Mim Kemal Öke’nin ‘Siyonizmden Uygarlıklar Çatışmasına Filistin Sorunu’ eserinden alıntılar
İkinci Dünya Savaşı'nın ardından Filistin Sorunu'nun, Ortadoğu'daki tüm sıkıntı ve çatışmaların merkezini oluşturduğu düşünülüyordu. Batı'nın dünyaya bu şekilde lanse ettiği işgal hakkında, İslam dünyasında akademik temelli, sistematik bir inceleme ise maalesef yoktu. Mim Kemal Öke, bu önemli mesele üzerine eğilerek Filistin'in güncel portresini Cambridge sıralarından literatüre kazandırdı.

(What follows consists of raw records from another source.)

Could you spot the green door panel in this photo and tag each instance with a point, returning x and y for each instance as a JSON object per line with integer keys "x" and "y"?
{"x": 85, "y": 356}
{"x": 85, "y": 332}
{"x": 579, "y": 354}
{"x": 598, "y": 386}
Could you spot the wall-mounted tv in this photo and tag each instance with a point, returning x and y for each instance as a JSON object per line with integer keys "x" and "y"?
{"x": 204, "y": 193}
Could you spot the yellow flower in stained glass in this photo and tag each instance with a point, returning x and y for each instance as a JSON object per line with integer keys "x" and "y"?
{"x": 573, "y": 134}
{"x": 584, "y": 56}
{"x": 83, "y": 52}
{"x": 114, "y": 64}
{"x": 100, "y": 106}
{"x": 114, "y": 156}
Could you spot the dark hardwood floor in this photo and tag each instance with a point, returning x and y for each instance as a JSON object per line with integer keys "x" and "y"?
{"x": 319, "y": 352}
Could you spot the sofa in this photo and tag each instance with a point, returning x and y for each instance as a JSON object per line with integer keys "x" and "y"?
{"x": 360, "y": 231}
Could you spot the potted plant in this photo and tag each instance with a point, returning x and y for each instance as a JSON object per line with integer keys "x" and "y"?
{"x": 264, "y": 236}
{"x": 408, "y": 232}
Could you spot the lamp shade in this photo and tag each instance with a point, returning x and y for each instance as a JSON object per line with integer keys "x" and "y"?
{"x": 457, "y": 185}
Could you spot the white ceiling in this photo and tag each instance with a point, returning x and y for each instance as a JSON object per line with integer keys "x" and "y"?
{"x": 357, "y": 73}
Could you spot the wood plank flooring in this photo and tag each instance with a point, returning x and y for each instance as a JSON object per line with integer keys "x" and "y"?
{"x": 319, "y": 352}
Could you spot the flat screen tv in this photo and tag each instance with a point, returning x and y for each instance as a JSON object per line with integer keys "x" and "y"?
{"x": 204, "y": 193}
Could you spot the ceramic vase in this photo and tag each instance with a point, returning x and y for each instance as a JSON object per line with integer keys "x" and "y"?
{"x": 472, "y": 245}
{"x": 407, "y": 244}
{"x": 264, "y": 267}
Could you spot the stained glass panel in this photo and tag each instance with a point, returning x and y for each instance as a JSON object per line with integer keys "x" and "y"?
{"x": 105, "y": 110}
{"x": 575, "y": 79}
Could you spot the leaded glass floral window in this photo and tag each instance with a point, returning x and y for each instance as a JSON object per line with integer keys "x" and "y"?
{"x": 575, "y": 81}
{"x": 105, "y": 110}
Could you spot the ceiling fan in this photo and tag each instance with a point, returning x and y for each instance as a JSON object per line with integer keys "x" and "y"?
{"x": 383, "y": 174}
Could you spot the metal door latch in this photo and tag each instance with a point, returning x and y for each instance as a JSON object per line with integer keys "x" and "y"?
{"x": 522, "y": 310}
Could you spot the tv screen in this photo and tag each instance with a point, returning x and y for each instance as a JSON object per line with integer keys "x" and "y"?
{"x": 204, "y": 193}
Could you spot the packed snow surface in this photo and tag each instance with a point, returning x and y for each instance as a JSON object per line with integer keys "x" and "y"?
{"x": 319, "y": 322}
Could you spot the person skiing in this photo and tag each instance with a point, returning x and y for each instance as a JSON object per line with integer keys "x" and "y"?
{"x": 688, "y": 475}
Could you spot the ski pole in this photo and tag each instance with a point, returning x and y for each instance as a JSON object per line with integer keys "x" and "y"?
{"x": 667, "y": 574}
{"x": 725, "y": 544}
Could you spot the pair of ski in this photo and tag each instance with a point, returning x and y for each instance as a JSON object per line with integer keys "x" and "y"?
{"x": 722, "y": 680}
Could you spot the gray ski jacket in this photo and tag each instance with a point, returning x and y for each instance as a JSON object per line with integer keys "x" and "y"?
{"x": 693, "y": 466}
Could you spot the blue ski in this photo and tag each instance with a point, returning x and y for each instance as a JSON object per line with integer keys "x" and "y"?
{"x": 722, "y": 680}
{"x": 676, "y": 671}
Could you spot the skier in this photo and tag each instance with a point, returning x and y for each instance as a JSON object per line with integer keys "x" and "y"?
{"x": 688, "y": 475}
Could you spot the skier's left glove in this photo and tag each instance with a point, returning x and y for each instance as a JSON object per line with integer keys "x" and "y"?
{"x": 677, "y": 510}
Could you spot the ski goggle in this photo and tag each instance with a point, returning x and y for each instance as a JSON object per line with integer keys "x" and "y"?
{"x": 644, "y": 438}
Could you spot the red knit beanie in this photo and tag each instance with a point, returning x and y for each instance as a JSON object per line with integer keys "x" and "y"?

◾ Uluslararası sorunlara karşı duyarlı bir genç olarak yetişen Mim Kemal Öke, Filistin meselesine büyük bir ihtimam gösteriyor, kutsal toprakları bir dert meselesi olarak görüyordu.
◾ Öke, Cambridge Üniversitesi, Tarih Fakültesi'nde bir yüksek lisans tezi olarak tohumunu attığı çalışmasını daha da genişleterek 'Siyonizmden Uygarlıklar Çatışmasına Filistin Sorunu' başlığıyla yayımladı.
◾ Kitabı ele aldığı 1970'lerin sonlarında Filistin Sorunu, uluslararası siyasette gündemin ilk sıralarında çözüm bekleyen güncel bir konuydu.
◾ Emperyalist güçler, Filistin Sorunu'nu ikinci Dünya Savaşı'ndan sonra Ortadoğu'daki tüm sıkıntı ve çatışmaların merkezini oluşturduğu görüşünü dünyaya kabul ettirmişti.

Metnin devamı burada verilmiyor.